The value of government securities (SBN) in November 2012 was IDR 1,375,326 billion, which was higher than the level of outstanding government secutities of IDR 1,314,131 billion in June 2012. Fixed rate bonds contributed the largest percentage, with IDR 624,879 billion. Treasury securities showed a downward trend in October 2012, with a decrease of IDR 25,820 billion from IDR 8,280 billion registered at the start of the year 2012. Variable rate government bonds also showed a decrease. On the contrary, fixed coupon government bonds showed an upward trend. In October 2012, the value of fixed coupon bonds increased by IDR 26,977 billion from the previous month to reach IDR 619,887 billion, which is an increase of IDR 94,926 billion from the value registered at the start of the year 2012. Shariah bonds as well as foreign currency denominated bonds also registered an increase.

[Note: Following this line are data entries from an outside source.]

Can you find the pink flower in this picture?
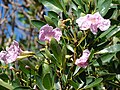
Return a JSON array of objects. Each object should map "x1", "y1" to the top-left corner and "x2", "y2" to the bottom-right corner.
[
  {"x1": 39, "y1": 24, "x2": 62, "y2": 42},
  {"x1": 76, "y1": 12, "x2": 110, "y2": 34},
  {"x1": 75, "y1": 49, "x2": 90, "y2": 68},
  {"x1": 0, "y1": 51, "x2": 6, "y2": 61},
  {"x1": 0, "y1": 40, "x2": 22, "y2": 64}
]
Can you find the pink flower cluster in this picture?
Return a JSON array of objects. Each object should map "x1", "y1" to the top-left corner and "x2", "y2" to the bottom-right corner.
[
  {"x1": 0, "y1": 40, "x2": 22, "y2": 64},
  {"x1": 76, "y1": 12, "x2": 110, "y2": 34},
  {"x1": 75, "y1": 49, "x2": 90, "y2": 68},
  {"x1": 39, "y1": 24, "x2": 62, "y2": 42}
]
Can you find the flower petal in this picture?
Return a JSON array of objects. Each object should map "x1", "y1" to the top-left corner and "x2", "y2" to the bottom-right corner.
[
  {"x1": 39, "y1": 24, "x2": 62, "y2": 42},
  {"x1": 75, "y1": 49, "x2": 90, "y2": 68},
  {"x1": 98, "y1": 19, "x2": 111, "y2": 31},
  {"x1": 90, "y1": 24, "x2": 98, "y2": 35}
]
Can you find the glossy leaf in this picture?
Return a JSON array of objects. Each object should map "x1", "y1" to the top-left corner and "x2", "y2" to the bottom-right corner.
[
  {"x1": 37, "y1": 40, "x2": 45, "y2": 45},
  {"x1": 18, "y1": 60, "x2": 35, "y2": 71},
  {"x1": 68, "y1": 79, "x2": 79, "y2": 89},
  {"x1": 106, "y1": 26, "x2": 120, "y2": 39},
  {"x1": 98, "y1": 0, "x2": 112, "y2": 16},
  {"x1": 43, "y1": 73, "x2": 52, "y2": 90},
  {"x1": 46, "y1": 0, "x2": 64, "y2": 11},
  {"x1": 44, "y1": 15, "x2": 56, "y2": 27},
  {"x1": 42, "y1": 63, "x2": 50, "y2": 77},
  {"x1": 0, "y1": 73, "x2": 9, "y2": 82},
  {"x1": 89, "y1": 48, "x2": 94, "y2": 62},
  {"x1": 31, "y1": 20, "x2": 46, "y2": 29},
  {"x1": 73, "y1": 0, "x2": 84, "y2": 11},
  {"x1": 36, "y1": 76, "x2": 45, "y2": 90},
  {"x1": 101, "y1": 53, "x2": 115, "y2": 64},
  {"x1": 67, "y1": 45, "x2": 74, "y2": 53},
  {"x1": 107, "y1": 81, "x2": 120, "y2": 88},
  {"x1": 96, "y1": 44, "x2": 120, "y2": 54},
  {"x1": 61, "y1": 45, "x2": 67, "y2": 70},
  {"x1": 18, "y1": 60, "x2": 32, "y2": 75},
  {"x1": 45, "y1": 49, "x2": 57, "y2": 64},
  {"x1": 98, "y1": 25, "x2": 116, "y2": 39},
  {"x1": 13, "y1": 86, "x2": 31, "y2": 90},
  {"x1": 0, "y1": 79, "x2": 14, "y2": 90},
  {"x1": 38, "y1": 0, "x2": 63, "y2": 14},
  {"x1": 48, "y1": 11, "x2": 58, "y2": 19},
  {"x1": 77, "y1": 31, "x2": 82, "y2": 39},
  {"x1": 84, "y1": 78, "x2": 103, "y2": 89},
  {"x1": 73, "y1": 66, "x2": 81, "y2": 76},
  {"x1": 50, "y1": 38, "x2": 62, "y2": 64}
]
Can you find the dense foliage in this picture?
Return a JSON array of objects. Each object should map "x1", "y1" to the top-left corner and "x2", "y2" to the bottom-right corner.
[{"x1": 0, "y1": 0, "x2": 120, "y2": 90}]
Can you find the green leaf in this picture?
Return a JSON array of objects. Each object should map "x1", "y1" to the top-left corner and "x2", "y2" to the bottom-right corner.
[
  {"x1": 13, "y1": 86, "x2": 31, "y2": 90},
  {"x1": 89, "y1": 48, "x2": 94, "y2": 62},
  {"x1": 45, "y1": 49, "x2": 57, "y2": 64},
  {"x1": 50, "y1": 38, "x2": 62, "y2": 64},
  {"x1": 39, "y1": 0, "x2": 63, "y2": 13},
  {"x1": 77, "y1": 31, "x2": 82, "y2": 39},
  {"x1": 116, "y1": 51, "x2": 120, "y2": 60},
  {"x1": 18, "y1": 60, "x2": 35, "y2": 72},
  {"x1": 0, "y1": 79, "x2": 14, "y2": 90},
  {"x1": 18, "y1": 60, "x2": 33, "y2": 75},
  {"x1": 47, "y1": 0, "x2": 64, "y2": 11},
  {"x1": 73, "y1": 0, "x2": 85, "y2": 13},
  {"x1": 45, "y1": 0, "x2": 64, "y2": 11},
  {"x1": 96, "y1": 44, "x2": 120, "y2": 54},
  {"x1": 107, "y1": 81, "x2": 120, "y2": 88},
  {"x1": 98, "y1": 0, "x2": 112, "y2": 16},
  {"x1": 97, "y1": 0, "x2": 105, "y2": 10},
  {"x1": 61, "y1": 45, "x2": 67, "y2": 69},
  {"x1": 101, "y1": 73, "x2": 116, "y2": 81},
  {"x1": 36, "y1": 75, "x2": 45, "y2": 90},
  {"x1": 61, "y1": 74, "x2": 67, "y2": 84},
  {"x1": 48, "y1": 11, "x2": 58, "y2": 19},
  {"x1": 43, "y1": 73, "x2": 52, "y2": 90},
  {"x1": 37, "y1": 40, "x2": 45, "y2": 45},
  {"x1": 73, "y1": 0, "x2": 84, "y2": 8},
  {"x1": 93, "y1": 53, "x2": 115, "y2": 67},
  {"x1": 106, "y1": 27, "x2": 120, "y2": 39},
  {"x1": 0, "y1": 73, "x2": 9, "y2": 82},
  {"x1": 48, "y1": 11, "x2": 59, "y2": 26},
  {"x1": 112, "y1": 0, "x2": 120, "y2": 4},
  {"x1": 42, "y1": 63, "x2": 50, "y2": 77},
  {"x1": 44, "y1": 15, "x2": 56, "y2": 27},
  {"x1": 98, "y1": 25, "x2": 116, "y2": 39},
  {"x1": 73, "y1": 67, "x2": 81, "y2": 76},
  {"x1": 67, "y1": 45, "x2": 74, "y2": 53},
  {"x1": 101, "y1": 53, "x2": 115, "y2": 64},
  {"x1": 84, "y1": 78, "x2": 103, "y2": 89},
  {"x1": 86, "y1": 76, "x2": 95, "y2": 85},
  {"x1": 68, "y1": 80, "x2": 79, "y2": 89},
  {"x1": 31, "y1": 20, "x2": 46, "y2": 29}
]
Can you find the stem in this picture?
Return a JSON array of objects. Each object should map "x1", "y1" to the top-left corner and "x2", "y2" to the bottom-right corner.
[{"x1": 77, "y1": 30, "x2": 88, "y2": 47}]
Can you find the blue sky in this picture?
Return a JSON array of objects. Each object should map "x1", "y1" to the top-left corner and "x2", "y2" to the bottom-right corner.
[
  {"x1": 0, "y1": 0, "x2": 26, "y2": 41},
  {"x1": 0, "y1": 0, "x2": 49, "y2": 41}
]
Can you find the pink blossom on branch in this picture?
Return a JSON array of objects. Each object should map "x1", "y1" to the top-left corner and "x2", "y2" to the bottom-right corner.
[
  {"x1": 39, "y1": 24, "x2": 62, "y2": 42},
  {"x1": 76, "y1": 12, "x2": 110, "y2": 34},
  {"x1": 75, "y1": 49, "x2": 90, "y2": 68},
  {"x1": 0, "y1": 40, "x2": 23, "y2": 64}
]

The total value of portfolio securities, which consist of government bonds, equity, and bank Indonesia certificates, shows an upward trend. In October 2012, the total value of securities in hands of foregn entities was IDR 1,721.37 trillion, which was an increase of IDR 48.98 trilion from the previous month, but at an increase of IDR 172.16 trilion from the start of 2012. The value also represented an increase of IDR 227.188 trillion from October 2011. The value of foreign ownership of equity stood at IDR 1,470.3 trillion, which was an increase of IDR 41.172 trillion from IDR 1,429.158 trilion posted in the previous month, and an increase of IDR 226.838 trillion from IDR 1,243.492 trilion posted in October 2011. Meanwhile, lately foreign ownership of government bonds though registered a decrease recently, in general shows an upward trend. The value of foreign ownership of government bonds was IDR 250.33 trillion in October 2012, which was an increase of IDR 9.3 trilion from the IDR 14.36 trilion posted at the start of the year 2012, and an increase of IDR 30.55 trilion from October 2011. In the meantime, there is a decrease in foreign ownership of Bank Indonesia certificates (SBI). In October 2012, the value of foreign ownership of SBI was IDR 710 billion, which represented a decrease from IDR 1.540 trillion registered in the previous month , and a decrease of IDR 6.930 trilion posted at the start of the year 2012, and a decrease of IDR 30.2 trilion from the valued posted in October 2011. The main cause of the decrease was the implementation of the six months holding period, which is the minimum period allowed for holders of SBI prior to making transactions with other parties. The regulation, which came in effect on 13 May 2011, initially set the minimum holding period to one month (28 calendar days) but later prolonged to 6 months (182 calendar days).